Kebutuhan modal usaha secara umum terbagi tiga: modal investasi (aset yang dipakai berulang, seperti peralatan dan renovasi tempat), modal kerja (biaya operasional rutin sebelum usaha menghasilkan pendapatan stabil), dan dana cadangan (untuk situasi tak terduga).

Modal Investasi: Hitung Sekali di Awal

Modal investasi mencakup peralatan produksi, perlengkapan toko, renovasi tempat usaha, dan aset lain yang dipakai dalam jangka panjang. Karena sifatnya sekali beli, komponen ini biasanya paling mudah dihitung karena harganya jelas sejak awal.

Modal Kerja: Sering Diremehkan Jumlahnya

Ini bagian yang paling sering dihitung terlalu kecil. Modal kerja mencakup biaya operasional (sewa, gaji, bahan baku) yang harus tetap dibayar selama usaha belum mencapai penjualan yang stabil. Idealnya, siapkan modal kerja untuk menutup operasional 3–6 bulan pertama, karena jarang ada usaha yang langsung untung stabil sejak bulan pertama buka.

Dana Cadangan: Jangan Dilewatkan

Selalu sisihkan dana cadangan terpisah, idealnya 10–20% dari total modal investasi dan modal kerja, untuk situasi tak terduga seperti kerusakan alat, kenaikan harga bahan baku mendadak, atau penjualan awal yang lebih lambat dari perkiraan.

Cara Menghitung Total Kebutuhan Modal

Total kebutuhan modal = Modal Investasi + (Estimasi Biaya Operasional Bulanan × 3 hingga 6 bulan) + Dana Cadangan. Rumus ini memberi gambaran lebih realistis dibanding hanya menghitung modal investasi saja, yang sering jadi kesalahan pemula.

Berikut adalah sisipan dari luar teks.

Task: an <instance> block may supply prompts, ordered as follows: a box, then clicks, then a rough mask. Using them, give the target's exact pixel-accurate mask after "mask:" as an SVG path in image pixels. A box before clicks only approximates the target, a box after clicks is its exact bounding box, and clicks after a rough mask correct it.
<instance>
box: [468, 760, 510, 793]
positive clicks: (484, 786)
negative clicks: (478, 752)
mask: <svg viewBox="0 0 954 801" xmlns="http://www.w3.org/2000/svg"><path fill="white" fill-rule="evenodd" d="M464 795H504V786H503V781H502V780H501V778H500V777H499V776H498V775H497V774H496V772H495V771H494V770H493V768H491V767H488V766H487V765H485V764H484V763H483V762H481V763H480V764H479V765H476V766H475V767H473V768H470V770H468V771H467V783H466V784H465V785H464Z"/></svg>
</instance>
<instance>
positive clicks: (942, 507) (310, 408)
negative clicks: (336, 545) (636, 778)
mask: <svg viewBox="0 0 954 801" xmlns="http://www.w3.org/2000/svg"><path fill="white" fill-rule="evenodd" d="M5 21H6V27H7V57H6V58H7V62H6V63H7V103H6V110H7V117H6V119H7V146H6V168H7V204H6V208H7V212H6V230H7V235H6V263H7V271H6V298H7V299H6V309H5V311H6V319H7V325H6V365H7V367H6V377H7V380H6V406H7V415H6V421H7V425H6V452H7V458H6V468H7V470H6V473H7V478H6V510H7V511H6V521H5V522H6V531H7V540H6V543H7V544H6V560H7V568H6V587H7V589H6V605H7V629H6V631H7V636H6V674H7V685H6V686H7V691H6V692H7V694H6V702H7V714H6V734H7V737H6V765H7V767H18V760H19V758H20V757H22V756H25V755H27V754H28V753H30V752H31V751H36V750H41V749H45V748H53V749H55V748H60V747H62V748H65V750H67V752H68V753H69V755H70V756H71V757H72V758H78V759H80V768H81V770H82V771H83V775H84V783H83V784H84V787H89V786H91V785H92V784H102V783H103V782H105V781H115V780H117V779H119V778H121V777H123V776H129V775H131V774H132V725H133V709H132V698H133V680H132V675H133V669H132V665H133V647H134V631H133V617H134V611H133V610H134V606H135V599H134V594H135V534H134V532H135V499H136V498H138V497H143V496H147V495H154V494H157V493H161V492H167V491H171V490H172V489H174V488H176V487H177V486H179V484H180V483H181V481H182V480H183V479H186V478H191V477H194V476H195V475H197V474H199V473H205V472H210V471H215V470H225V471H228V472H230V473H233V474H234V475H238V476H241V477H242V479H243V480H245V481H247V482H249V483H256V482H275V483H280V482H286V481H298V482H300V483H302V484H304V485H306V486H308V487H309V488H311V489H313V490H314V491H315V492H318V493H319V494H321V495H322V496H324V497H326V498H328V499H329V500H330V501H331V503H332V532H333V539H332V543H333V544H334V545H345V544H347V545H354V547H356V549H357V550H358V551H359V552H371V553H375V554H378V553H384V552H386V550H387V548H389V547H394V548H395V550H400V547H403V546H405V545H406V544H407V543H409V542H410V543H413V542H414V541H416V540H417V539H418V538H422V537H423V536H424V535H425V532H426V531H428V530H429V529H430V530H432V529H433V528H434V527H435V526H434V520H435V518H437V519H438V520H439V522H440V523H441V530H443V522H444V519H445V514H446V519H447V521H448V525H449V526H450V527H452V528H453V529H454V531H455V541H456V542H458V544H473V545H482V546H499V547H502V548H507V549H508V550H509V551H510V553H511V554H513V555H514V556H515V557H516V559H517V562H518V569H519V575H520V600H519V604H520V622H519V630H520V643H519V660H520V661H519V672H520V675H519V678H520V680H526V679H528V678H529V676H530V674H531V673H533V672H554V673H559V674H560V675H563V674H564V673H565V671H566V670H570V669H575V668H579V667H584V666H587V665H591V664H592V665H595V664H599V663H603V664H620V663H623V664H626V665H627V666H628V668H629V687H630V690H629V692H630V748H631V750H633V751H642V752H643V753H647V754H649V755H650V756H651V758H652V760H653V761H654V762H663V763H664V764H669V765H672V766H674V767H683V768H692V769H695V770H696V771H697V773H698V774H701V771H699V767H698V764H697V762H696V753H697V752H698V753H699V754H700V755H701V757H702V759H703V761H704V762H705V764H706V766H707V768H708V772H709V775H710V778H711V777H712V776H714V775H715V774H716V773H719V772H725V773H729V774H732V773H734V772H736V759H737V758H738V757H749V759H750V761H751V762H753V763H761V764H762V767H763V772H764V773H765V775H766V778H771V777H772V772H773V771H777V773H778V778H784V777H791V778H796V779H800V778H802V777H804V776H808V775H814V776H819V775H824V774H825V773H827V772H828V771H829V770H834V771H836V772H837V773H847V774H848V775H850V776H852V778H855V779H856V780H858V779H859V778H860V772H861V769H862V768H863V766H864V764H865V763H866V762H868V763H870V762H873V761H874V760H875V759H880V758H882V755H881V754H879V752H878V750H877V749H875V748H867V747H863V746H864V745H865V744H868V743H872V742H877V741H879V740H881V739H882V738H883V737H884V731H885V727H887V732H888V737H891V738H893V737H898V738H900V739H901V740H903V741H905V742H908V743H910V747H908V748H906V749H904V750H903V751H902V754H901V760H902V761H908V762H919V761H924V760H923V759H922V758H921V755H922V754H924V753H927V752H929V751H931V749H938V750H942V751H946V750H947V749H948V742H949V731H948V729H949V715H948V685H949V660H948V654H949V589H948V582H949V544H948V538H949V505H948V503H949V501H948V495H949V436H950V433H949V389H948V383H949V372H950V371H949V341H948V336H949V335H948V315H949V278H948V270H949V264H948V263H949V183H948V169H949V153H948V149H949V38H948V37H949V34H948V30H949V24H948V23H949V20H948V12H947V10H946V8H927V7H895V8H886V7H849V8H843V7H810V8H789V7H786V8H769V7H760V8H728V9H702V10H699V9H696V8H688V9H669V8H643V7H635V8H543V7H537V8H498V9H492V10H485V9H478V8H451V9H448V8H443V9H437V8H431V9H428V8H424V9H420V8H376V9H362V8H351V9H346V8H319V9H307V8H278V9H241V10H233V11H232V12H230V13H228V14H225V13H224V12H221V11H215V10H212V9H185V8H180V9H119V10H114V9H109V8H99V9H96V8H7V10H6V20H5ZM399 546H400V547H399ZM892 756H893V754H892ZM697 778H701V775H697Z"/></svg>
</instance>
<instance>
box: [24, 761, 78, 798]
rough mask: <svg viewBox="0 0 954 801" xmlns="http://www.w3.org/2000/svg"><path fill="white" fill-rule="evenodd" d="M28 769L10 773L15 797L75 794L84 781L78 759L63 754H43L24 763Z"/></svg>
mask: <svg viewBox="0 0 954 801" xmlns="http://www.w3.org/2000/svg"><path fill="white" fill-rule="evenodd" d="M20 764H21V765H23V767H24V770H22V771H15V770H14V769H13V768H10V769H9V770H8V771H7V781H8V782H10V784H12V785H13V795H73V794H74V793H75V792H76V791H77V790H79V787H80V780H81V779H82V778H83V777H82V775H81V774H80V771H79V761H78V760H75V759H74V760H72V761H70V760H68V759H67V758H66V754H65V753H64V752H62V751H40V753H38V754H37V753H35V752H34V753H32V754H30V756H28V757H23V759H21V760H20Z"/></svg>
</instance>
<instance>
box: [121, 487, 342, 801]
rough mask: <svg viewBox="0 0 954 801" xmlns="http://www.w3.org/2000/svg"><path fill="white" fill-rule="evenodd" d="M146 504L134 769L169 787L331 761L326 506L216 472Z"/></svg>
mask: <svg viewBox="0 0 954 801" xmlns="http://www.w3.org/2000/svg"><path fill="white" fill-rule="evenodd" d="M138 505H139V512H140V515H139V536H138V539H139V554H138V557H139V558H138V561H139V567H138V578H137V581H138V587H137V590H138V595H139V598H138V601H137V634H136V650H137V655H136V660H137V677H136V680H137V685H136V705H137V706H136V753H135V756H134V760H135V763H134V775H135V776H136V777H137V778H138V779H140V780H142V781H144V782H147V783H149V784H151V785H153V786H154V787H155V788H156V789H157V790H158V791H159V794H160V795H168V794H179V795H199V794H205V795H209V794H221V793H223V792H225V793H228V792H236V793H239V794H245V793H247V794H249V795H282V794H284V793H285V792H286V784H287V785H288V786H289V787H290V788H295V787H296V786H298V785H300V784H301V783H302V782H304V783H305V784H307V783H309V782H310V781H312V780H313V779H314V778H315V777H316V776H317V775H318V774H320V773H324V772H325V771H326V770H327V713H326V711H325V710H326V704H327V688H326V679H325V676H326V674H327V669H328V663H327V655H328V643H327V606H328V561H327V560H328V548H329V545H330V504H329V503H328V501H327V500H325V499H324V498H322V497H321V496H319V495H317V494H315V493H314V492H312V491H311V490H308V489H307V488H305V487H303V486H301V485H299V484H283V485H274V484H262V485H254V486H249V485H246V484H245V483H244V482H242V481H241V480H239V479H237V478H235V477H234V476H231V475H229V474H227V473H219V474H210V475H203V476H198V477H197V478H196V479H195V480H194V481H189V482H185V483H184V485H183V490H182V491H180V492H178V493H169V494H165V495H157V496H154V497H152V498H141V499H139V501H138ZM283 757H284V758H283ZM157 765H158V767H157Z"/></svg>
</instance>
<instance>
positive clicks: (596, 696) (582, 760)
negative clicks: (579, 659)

Sesuaikan dengan Skala Usaha yang Realistis

Jika total kebutuhan modal jauh melebihi dana yang tersedia, pertimbangkan memulai dengan skala lebih kecil terlebih dahulu (misalnya tanpa sewa tempat, mulai dari rumah) alih-alih memaksakan skala besar dengan modal pas-pasan yang berisiko kehabisan di tengah jalan.

Modal kerja adalah bagian yang paling sering dihitung terlalu kecil. Jarang ada usaha yang langsung untung stabil di bulan pertama — siapkan modal kerja yang cukup untuk menutup operasional selama usaha masih mencari ritme.